# Caela went MIT



## Abby (Jan 13, 2011)

So about 4 days ago Caela, seemd to disappear but i didnt freak as a few weeks back she took to hiding for 2-3 days at a time only coming out after the lights turned off (Ohh vampire fishy) but today we tore the small lady tanks down and put up a 2 foot all ladies in it sorority. Caela was nowhere to be found.
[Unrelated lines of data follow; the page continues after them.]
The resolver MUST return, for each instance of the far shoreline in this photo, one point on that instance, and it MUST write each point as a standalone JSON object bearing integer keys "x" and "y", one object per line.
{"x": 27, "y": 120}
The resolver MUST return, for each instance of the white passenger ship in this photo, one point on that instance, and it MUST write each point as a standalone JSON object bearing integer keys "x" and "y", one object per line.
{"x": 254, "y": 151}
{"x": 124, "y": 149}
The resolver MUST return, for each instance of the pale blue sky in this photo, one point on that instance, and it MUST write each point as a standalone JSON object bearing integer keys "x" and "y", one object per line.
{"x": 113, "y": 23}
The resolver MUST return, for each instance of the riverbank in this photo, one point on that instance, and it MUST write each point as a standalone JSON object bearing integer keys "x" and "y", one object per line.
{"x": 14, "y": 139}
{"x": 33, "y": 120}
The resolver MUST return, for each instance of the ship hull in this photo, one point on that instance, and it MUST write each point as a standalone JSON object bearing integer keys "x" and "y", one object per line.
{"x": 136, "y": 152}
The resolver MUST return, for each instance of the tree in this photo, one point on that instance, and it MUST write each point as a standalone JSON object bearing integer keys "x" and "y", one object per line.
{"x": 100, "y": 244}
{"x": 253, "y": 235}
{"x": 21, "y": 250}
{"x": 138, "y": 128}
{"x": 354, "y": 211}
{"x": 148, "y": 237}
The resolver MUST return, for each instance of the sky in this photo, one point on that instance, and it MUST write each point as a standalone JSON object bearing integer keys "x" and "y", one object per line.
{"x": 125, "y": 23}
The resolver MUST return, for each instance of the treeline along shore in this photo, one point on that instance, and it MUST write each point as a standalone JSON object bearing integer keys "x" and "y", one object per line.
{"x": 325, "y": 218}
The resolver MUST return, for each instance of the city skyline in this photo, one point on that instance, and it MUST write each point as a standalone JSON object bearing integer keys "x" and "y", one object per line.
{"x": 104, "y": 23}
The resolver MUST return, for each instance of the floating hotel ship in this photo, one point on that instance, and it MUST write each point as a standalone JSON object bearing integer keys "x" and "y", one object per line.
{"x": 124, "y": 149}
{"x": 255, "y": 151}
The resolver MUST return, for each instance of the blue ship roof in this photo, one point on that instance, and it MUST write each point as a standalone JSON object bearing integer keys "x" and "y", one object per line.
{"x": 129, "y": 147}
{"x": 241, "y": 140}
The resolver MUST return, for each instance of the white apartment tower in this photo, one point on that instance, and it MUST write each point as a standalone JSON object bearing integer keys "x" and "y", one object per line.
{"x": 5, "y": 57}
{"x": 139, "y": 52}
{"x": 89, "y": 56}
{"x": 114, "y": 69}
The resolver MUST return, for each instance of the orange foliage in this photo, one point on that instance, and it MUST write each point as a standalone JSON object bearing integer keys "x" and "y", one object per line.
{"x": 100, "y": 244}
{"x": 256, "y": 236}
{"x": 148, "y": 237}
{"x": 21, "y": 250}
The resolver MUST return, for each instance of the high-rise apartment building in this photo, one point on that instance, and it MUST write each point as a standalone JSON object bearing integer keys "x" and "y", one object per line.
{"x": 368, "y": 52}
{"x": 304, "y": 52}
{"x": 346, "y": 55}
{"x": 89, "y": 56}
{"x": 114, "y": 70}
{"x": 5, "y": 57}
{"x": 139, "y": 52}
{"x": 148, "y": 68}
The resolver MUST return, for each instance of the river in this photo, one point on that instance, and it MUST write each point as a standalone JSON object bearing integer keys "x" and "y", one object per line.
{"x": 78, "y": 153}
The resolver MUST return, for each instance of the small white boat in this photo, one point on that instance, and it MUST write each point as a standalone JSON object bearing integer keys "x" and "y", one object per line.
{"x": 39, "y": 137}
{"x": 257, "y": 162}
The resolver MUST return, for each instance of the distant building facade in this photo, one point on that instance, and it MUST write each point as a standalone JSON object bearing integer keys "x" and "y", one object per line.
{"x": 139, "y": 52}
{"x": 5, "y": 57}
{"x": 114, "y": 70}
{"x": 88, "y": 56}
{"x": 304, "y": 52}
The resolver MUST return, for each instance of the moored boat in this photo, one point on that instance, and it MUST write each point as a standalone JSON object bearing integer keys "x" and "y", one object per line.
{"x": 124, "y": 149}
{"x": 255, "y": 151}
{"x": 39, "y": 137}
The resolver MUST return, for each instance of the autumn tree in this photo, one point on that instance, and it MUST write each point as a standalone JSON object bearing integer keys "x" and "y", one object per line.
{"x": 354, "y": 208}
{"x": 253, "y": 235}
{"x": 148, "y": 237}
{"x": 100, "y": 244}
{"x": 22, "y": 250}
Caela will be missed by her almost twin Lexi :|


MIT: Missing In Tank


And yes we looked under the wood cause the tank was stripped and emptied and thoroughly searched. she may have somehow flapped out and found her way into the cats stomach >.<


----------



## TheBlueBettaFish (Jun 30, 2011)

Rest In Peace <3


----------



## Abby (Jan 13, 2011)

thanks


----------



## TheBlueBettaFish (Jun 30, 2011)

Why not take your sorority out, and clean the tank while looking for Caela? 

Rest In Peace <3

_____________________

Fishy Friends-

Betta's: Tom, Sarah, Shark, Red

Guppies: Trouble, Molly, Claire

Algae Eaters: Avon (snail), Sprite (sucker fish)

Fry: 16 guppy fry :shock:

:blueyay:TheBlueBettaFish:blueyay:


----------



## Abby (Jan 13, 2011)

i explained it wrong.
last week my girls were in two tanks 3 in one tank and 2 in the other and scarlet in qt

i bought a 2 foot tank and upgraded them into one tank. both 5 gals were pulled down and are waiting to be cleaned shes gone.
also i lost BOTH catfish. one went missing when the tank was pulled down the other found deceased in the new tank (he may have been squashed by wood my bf was scaping the tank with new wood)


----------



## TheBlueBettaFish (Jun 30, 2011)

Oh. :-(


----------



## Abby (Jan 13, 2011)

Ok ive been away but the mystery was solved. Caela had lept out but was found under the stand two weeks after she went missing :/


----------



## LittleBettaFish (Oct 2, 2010)

Aw sorry to hear that Abby :-(. I hate that sinking feeling you get when a familiar face doesn't come out to see you. I wish bettas weren't such jumpers. One of mine is so compulsive he has been out 3 or 4 times now. I've lost a beautiful unimaculata male due to jumping out.


----------



## Shimizoki (Jul 8, 2011)

Awwww thats sad, at least now you know.
I'm sorry.


----------



## fishman12 (Sep 1, 2010)

Aww, that stinks. RIP


----------



## dramaqueen (Jul 7, 2008)

I'm sorry. At least the mystery was solved.


----------